There was a knock at the door. "Tom, you up?"

"Hilary!" he whispered to me in alarm. In an instant he smelt his body, finding me everywhere, threw me out of bed to examine the sheets: luckily his drinking of our fluids had been complete. I took off my nightie and examined myself for love-bites and smudges, couldn't find any. "You answer it," he implored. "I need a shower."

So I straightened up the bedclothes, beat him to the bathroom to briefly wash my face and hands, and whispered "I love you" as he went into the shower. I dishevelled myself and looked sleepy as I opened the front door. Normally I might kiss Hilary on the cheek but I didn't want her too close, so just said hi and drifted off to the kitchen with an explanation that Tom was showering and had just woken me.

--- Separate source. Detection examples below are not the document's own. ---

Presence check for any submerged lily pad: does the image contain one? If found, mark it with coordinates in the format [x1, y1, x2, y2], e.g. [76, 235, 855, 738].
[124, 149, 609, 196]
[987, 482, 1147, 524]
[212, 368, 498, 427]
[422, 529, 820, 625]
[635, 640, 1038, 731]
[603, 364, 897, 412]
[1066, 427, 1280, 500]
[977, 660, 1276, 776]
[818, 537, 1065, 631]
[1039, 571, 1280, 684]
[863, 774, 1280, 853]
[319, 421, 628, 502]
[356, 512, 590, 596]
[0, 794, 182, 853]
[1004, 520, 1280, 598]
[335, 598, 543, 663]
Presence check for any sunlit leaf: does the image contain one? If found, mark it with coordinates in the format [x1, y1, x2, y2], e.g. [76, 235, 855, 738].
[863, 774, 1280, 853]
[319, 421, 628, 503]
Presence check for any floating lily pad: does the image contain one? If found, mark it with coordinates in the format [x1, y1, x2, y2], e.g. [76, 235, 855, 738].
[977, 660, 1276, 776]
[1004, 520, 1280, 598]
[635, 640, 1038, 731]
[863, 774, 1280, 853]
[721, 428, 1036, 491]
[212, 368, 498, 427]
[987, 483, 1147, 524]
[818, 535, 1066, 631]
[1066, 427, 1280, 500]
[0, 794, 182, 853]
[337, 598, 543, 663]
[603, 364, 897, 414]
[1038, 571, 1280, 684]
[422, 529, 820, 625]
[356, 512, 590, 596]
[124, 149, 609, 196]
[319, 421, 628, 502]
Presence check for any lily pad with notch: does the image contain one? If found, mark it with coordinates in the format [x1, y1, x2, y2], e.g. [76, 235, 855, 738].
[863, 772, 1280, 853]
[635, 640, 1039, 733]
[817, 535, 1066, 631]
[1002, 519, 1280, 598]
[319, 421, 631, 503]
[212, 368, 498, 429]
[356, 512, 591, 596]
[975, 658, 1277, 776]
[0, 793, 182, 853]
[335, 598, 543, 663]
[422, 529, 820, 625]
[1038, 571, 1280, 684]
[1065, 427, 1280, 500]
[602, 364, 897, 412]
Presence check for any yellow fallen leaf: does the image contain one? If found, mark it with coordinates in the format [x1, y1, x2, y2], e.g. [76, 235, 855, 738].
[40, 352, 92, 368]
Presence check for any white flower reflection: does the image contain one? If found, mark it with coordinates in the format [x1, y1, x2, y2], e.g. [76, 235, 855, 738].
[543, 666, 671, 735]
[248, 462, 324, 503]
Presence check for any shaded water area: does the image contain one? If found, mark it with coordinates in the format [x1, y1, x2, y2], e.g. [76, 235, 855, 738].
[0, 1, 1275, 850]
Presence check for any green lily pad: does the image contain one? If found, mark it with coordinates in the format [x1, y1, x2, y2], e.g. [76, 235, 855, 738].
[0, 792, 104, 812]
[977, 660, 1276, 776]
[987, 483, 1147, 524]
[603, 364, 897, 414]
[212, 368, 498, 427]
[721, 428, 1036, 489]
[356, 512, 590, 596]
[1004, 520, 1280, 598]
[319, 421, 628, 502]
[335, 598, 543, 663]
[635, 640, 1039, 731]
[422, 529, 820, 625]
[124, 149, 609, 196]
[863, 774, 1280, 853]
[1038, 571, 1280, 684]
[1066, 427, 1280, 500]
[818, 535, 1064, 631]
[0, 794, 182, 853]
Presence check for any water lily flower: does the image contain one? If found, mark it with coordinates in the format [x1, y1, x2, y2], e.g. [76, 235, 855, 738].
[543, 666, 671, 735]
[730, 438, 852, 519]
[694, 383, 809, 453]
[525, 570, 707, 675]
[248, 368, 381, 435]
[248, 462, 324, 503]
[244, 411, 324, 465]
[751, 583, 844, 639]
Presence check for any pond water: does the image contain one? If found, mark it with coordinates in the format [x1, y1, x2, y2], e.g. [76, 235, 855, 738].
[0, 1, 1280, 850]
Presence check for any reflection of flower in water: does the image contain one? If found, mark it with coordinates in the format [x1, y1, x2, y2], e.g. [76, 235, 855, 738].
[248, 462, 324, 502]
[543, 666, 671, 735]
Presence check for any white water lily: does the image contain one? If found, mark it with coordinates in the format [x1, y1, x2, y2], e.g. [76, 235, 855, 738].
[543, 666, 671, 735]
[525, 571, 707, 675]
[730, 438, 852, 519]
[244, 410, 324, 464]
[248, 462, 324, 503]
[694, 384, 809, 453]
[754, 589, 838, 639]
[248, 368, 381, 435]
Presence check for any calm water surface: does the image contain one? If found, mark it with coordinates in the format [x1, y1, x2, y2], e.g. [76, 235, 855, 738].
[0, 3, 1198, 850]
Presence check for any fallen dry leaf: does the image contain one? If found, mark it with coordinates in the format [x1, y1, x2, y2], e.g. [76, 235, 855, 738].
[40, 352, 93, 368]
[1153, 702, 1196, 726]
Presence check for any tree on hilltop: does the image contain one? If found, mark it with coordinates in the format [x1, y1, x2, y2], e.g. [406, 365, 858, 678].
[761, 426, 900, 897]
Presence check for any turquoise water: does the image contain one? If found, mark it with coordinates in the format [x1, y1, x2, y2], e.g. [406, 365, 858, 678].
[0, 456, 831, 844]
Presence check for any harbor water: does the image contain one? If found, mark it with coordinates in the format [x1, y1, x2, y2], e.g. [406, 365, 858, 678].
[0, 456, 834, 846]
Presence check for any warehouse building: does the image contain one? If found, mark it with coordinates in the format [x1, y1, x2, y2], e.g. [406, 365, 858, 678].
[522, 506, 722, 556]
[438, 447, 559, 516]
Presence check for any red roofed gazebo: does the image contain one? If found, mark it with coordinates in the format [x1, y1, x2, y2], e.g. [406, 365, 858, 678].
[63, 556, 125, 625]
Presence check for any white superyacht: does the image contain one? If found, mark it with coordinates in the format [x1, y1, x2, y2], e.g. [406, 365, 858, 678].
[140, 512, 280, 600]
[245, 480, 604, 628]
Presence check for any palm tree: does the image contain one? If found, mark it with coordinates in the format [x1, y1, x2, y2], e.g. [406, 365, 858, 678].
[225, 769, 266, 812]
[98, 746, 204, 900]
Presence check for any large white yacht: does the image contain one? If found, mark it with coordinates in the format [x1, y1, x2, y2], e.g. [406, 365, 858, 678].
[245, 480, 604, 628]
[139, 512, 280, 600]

Hilary breezed in, her usual humorous and supercilious self; she was made up and kitted out in office woman garb, which I seldom saw her in: unflattering compared to her casual beauty. We talked. The fact that Tom had seen me modelling hadn't been mentioned last night, only that we'd met up after, so I steered away from that and told her about my music, and she about her senile aunt and her mother's garden. As the tea stewed I went into the bedroom and took off my nightgown.

"Oh sorry," she said, having followed me in. A turning away on my part to hide my nakedness was so obviously futile that I just turned it into a bending gesture to pick up my clothes. I faced her as I had faced my spectators last night, she also having given up averting her glance. Momentarily I thought... yes, I thought of Tom returning and bringing us into a threesome. But no, time pressed, for him at least. My classes didn't begin for a while. So I allowed a moment more's bold talk for her to see me naked, then slipped on my pants and bra.

Tom entered during this, greeted Hilary, and looked away as I covered up my breasts. I looked away as he unwrapped his towel and dressed, but could see Hilary eyeing him fondly. In a minute we were all dressed and civilized, making our way to the kitchen for refreshing tea, Tom smelling all fresh and clean, Hilary all lipstick and efficiency, me all slut and cum and slavering spit where my incestuous lover had soiled me. It was wonderful.